Photo courtesy Alex Chappell.
Alex Chappell (‘06) was the voice of the morning announcements Monday through Thursday and host of Friday’s televised news at Whitman during her junior and senior year. Thirteen years later, Chappell has moved from broadcasting Whitman news to reporting on some of the biggest stars in baseball, like the Washtington Nationals’ left fielder Juan Soto, third baseman Anthony Rendon and pitcher Max Scherzer.
When Chappell graduated, the football field had real grass, there were no portables, Dr. Alan Goodwin was principal and Chappell was still unsure of what she wanted to do for a living.
She stumbled upon sports journalism by complete coincidence while studying at the University of Alabama.
“I signed up for the radio station my first week on campus, and they had an opening to cover the football team,” Chappell said. “I found my passion and followed the path of sports broadcasting.”
Chappell is in her first year at the Mid-Atlantic Sports Network (MASN), where she covers the Nationals as a sideline reporter. Chappell previously worked as a freelance sideline reporter for ESPN, a sports reporter for a CBS affiliate in Birmingham, Alabama, and a reporter for WHDH, a local network covering the four major sports teams in Boston.
In 2017, Chappell was assigned to be a pregame and postgame reporter for a year with the Tampa Bay Rays, a Major League Baseball team. She said the experience taught her the tricks and basics of covering a MLB team.

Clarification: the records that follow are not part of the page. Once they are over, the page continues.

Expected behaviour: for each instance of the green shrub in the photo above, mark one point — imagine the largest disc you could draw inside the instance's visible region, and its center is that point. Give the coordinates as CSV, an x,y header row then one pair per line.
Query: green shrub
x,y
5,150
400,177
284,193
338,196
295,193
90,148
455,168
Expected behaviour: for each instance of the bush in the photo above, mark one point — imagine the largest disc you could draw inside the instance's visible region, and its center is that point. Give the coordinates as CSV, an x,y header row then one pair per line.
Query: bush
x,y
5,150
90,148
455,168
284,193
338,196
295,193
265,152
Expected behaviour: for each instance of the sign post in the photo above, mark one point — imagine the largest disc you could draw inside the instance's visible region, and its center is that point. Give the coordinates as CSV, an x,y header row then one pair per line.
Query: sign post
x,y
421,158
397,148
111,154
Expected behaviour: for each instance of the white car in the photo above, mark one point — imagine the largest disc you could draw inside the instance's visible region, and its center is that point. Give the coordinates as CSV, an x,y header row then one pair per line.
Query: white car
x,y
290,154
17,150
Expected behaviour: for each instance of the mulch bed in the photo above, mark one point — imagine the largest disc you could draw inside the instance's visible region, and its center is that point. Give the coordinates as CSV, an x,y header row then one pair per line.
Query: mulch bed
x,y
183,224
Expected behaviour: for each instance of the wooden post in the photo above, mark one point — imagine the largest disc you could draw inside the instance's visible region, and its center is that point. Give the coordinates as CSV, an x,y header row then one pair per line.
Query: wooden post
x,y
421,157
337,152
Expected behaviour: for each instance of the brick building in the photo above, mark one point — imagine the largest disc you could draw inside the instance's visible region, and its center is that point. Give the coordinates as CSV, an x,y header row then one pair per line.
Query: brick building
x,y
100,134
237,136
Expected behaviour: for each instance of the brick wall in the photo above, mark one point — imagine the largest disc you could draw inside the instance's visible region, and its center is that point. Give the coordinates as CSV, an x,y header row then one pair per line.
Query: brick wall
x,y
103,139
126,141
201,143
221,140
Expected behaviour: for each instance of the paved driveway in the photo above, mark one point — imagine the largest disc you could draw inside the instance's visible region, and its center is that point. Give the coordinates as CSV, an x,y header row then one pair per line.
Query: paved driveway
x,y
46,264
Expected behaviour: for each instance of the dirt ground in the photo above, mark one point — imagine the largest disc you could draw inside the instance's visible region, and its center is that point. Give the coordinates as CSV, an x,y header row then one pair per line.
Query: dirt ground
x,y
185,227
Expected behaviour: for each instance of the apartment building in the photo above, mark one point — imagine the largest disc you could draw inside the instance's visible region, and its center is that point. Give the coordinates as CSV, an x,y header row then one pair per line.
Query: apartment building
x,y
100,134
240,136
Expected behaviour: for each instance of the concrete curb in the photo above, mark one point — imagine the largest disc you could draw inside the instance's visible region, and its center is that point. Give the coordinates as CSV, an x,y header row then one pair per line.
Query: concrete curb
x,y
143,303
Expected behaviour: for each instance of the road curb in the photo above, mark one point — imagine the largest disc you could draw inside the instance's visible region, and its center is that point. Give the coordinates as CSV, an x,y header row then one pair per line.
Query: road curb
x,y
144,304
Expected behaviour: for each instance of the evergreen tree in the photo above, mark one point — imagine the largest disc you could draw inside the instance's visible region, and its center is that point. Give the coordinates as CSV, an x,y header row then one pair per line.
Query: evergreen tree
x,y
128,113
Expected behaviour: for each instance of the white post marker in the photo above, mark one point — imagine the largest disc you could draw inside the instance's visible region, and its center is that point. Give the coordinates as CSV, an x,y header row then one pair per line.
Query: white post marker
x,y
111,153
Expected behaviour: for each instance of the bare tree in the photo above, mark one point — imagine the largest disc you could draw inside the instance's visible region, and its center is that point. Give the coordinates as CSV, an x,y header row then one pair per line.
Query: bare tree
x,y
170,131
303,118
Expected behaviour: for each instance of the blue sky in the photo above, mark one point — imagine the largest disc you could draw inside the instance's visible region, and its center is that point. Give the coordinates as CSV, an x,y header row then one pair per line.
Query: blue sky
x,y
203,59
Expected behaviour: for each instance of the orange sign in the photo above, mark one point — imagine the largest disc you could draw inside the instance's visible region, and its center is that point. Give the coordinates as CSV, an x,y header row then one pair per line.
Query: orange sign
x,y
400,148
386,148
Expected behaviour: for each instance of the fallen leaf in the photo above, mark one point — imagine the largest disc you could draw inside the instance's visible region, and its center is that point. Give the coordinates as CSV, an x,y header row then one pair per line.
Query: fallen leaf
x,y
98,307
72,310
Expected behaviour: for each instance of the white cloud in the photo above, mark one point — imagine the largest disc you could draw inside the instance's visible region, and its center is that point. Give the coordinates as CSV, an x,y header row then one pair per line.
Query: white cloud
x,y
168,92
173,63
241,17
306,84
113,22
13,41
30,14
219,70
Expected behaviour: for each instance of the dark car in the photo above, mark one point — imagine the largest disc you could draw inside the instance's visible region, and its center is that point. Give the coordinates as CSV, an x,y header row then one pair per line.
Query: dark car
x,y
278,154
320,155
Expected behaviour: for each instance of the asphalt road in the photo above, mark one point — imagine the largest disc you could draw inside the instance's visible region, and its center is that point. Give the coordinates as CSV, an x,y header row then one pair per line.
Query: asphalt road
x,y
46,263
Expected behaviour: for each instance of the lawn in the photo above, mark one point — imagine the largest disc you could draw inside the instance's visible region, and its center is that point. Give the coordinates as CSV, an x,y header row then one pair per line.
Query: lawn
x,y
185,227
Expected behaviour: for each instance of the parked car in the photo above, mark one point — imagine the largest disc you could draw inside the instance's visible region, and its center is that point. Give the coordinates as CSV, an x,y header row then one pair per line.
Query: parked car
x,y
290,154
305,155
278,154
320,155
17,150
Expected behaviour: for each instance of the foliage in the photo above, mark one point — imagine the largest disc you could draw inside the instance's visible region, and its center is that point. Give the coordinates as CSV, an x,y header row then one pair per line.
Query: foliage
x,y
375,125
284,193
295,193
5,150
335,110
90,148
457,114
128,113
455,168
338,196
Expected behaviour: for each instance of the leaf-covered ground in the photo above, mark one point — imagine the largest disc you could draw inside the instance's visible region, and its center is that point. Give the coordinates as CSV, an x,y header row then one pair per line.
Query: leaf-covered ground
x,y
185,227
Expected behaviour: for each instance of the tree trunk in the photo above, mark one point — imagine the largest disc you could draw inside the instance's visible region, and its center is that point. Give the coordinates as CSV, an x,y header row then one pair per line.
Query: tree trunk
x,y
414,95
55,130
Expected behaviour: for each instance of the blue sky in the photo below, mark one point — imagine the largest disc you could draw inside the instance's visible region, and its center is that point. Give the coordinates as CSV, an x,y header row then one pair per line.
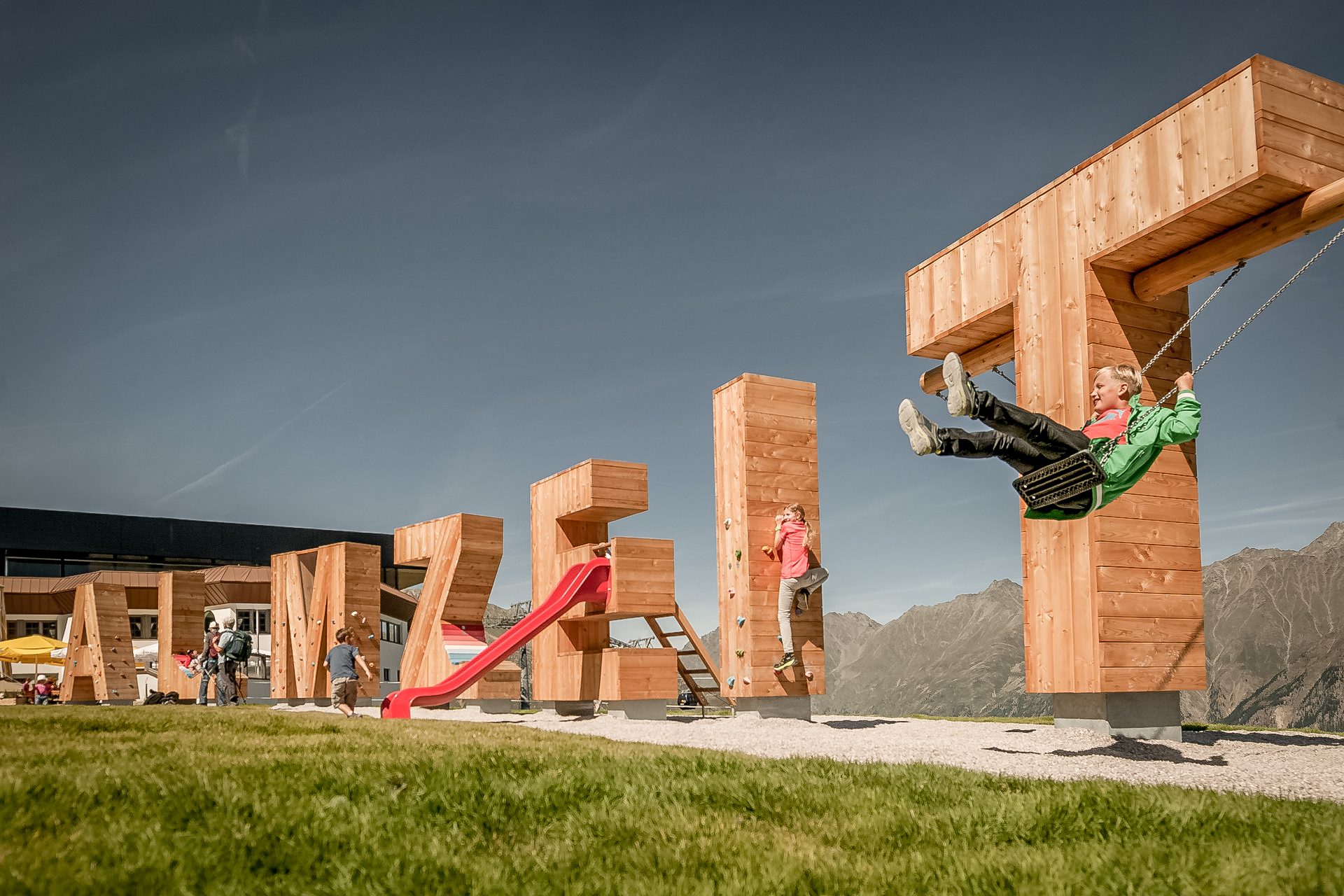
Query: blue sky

Chappell wanted to eventually work in D.C. to fulfill her dream of being a reporter for her hometown team. Through a colleague, she heard that Dan Kolko, the former Nationals sideline reporter at MASN, was going to be promoted. She immediately compiled a resume tape that included a few of her past interviews and reached out to the network. When MASN offered her the position, she was beyond thrilled, she said.
“It was about finding the right position and the right fit,” Chappell said. “I wanted to be here back in my hometown. It was all about timing, luck and how I positioned myself. It all came together.”
Chappell’s first season with the Nationals came the year after right fielder Bryce Harper left the team, so she saw the Nats struggling with the loss of their star player in the beginning of the season firsthand from the dugout.
“There are definitely challenges with covering a team that isn’t performing how people had expected,” Chappell said. “You want to find the positive stories, and there is definitely a challenge in that. It’s about remembering you have a job to do and taking the emotional side out of it. And whether you’re winning or losing, there is going to be a bright star of the game.”
Chappell had a front-row seat to see the Nats’ comeback this season, and although many doubted them, the Nationals stuck to their season motto and “Stayed in the Fight.” True to form, they finished their season strong and are now heading to the World Series for the first time in franchise history.
“Everyone had counted them out, and getting to cover a team that completely turned the season around and shocked the sports world was really exciting to be part of,” Chappell said.
Chappell starts each day by listening to her interviews with the players and coaches from the day before the game and preparing questions and the angle of the story for the upcoming game broadcast.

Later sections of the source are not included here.